Aynı işleyiş günlük hayatımızda da devam etmektedir, örneğin, sevgisiz kalmaktan korkan bir insan bakımından bu korku, katı ve sert insanlara maruz kalma şeklinde vücut bulabilmektedir veya, başarısızlık korkusu yaşayan bir insan bakımından, bu durum, kariyer hayatındaki aksaklıklar olarak kişiye geri yansıyabilmektedir.
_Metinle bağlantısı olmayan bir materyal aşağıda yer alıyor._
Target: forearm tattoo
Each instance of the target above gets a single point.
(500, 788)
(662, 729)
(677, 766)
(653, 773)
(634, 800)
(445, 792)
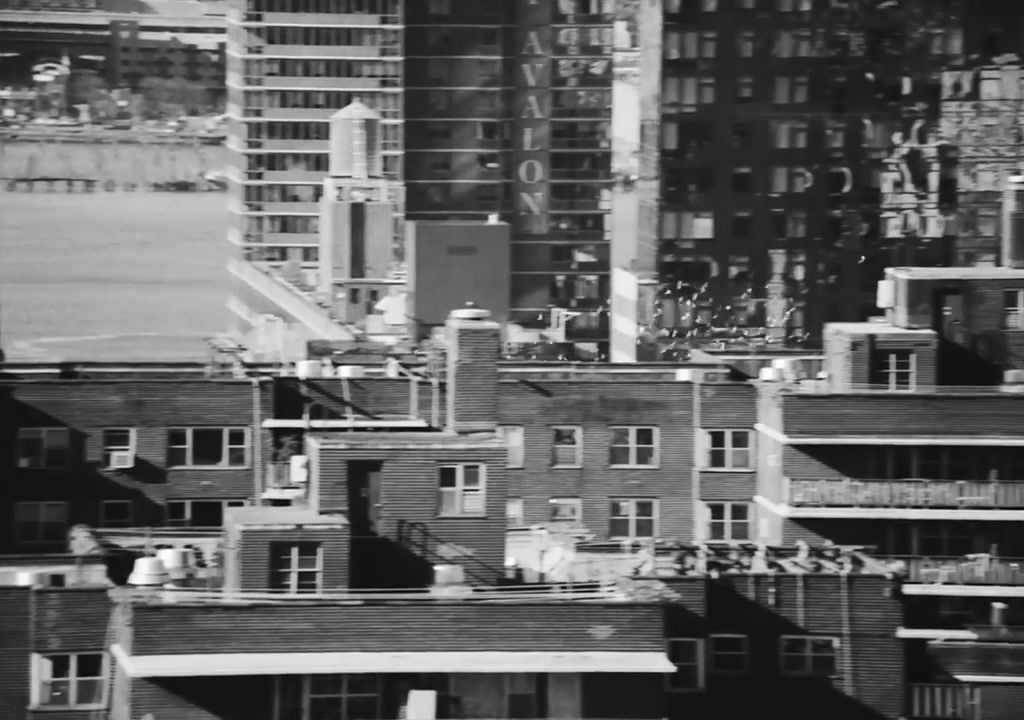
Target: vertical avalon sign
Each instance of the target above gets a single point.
(531, 125)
Ancak her zaman ama her zaman olan frekanslarınızın, yani en derin duygularınızın, “hayatınızda” bir sembol olarak somut bir şekilde karşınıza çıkmasıdır, bunun nedeni başta da anlattığım şekilde çekim yasasıdır.
Çoğunuz artık rüyalarınızı deşifre etme becerisine az çok sahipsiniz, ancak gözlemlediğim kadarıyla çok ama çok azımız hayatımızdaki unsurları bir sembol olarak ele alıp, kendisi için hangi anlama geldiğini çözmeye çalışmaktadır.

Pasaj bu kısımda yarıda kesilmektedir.